The chain of events:

1\. A woman game dev posts something work-related. Innocuous enough so far.

2\. Some guy on Twitter annoyingly tells her how to do her job better.

3\. The game dev overreacts, humiliates the guy and turns it political. This
was unprofessional and stupid.

4\. Said guy on Twitter overreacts as well. Oh boy. Stupid, but he has nothing
to lose but his time and dignity.

5\. As things get uglier, a co-worker of hers decides it's a good idea to risk
his career and join in the now politically charged discussion. Unsurprisingly,
it doesn't go well for him.

6\. In a perfect storm of stupidity and immaturity from all sides, it
snowballs on Twitter. Woman game devs get people on Twitter SO MAD.

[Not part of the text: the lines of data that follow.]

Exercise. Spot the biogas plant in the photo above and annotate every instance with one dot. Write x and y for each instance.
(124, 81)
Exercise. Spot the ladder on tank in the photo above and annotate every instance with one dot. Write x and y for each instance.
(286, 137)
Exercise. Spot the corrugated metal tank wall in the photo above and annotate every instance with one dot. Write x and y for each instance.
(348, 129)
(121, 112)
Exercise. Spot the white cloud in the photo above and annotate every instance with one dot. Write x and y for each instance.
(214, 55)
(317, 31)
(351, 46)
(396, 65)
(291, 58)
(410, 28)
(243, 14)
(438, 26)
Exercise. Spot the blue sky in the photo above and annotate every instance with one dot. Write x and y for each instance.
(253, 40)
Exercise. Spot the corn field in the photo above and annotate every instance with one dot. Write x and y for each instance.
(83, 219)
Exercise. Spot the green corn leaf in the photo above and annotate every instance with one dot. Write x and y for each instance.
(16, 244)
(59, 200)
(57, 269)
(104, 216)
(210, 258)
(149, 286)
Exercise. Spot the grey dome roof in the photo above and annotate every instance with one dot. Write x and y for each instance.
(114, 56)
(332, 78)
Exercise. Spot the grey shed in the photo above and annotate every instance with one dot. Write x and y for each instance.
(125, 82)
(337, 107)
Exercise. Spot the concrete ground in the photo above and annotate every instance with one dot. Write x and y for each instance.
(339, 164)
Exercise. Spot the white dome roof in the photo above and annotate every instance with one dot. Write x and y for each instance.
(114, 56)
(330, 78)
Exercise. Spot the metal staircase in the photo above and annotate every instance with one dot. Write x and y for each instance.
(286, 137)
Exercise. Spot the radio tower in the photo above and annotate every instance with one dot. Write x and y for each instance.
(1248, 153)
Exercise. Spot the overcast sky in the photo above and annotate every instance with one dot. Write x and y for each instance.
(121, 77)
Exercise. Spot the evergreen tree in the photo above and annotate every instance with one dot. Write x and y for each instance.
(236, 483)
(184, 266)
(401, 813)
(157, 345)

7\. The game company fires her and her co-worker as damage control. They were
justified to do this, since they acted unprofessionally, but this turned out
to be a PR disaster for them. No way to win. That's what they get for
associating with fools.

8\. The media smells blood in the water like the sharks they are. It's a
national political issue now. And yet, it's such a stupid, pointless fight
that made 2 people lose their jobs over something so frivolous as
"mansplaining".

I have no comment. Why get depressed when you can just point and laugh?

------
analognoise
Takeaway: Game development is toxic, don't work there.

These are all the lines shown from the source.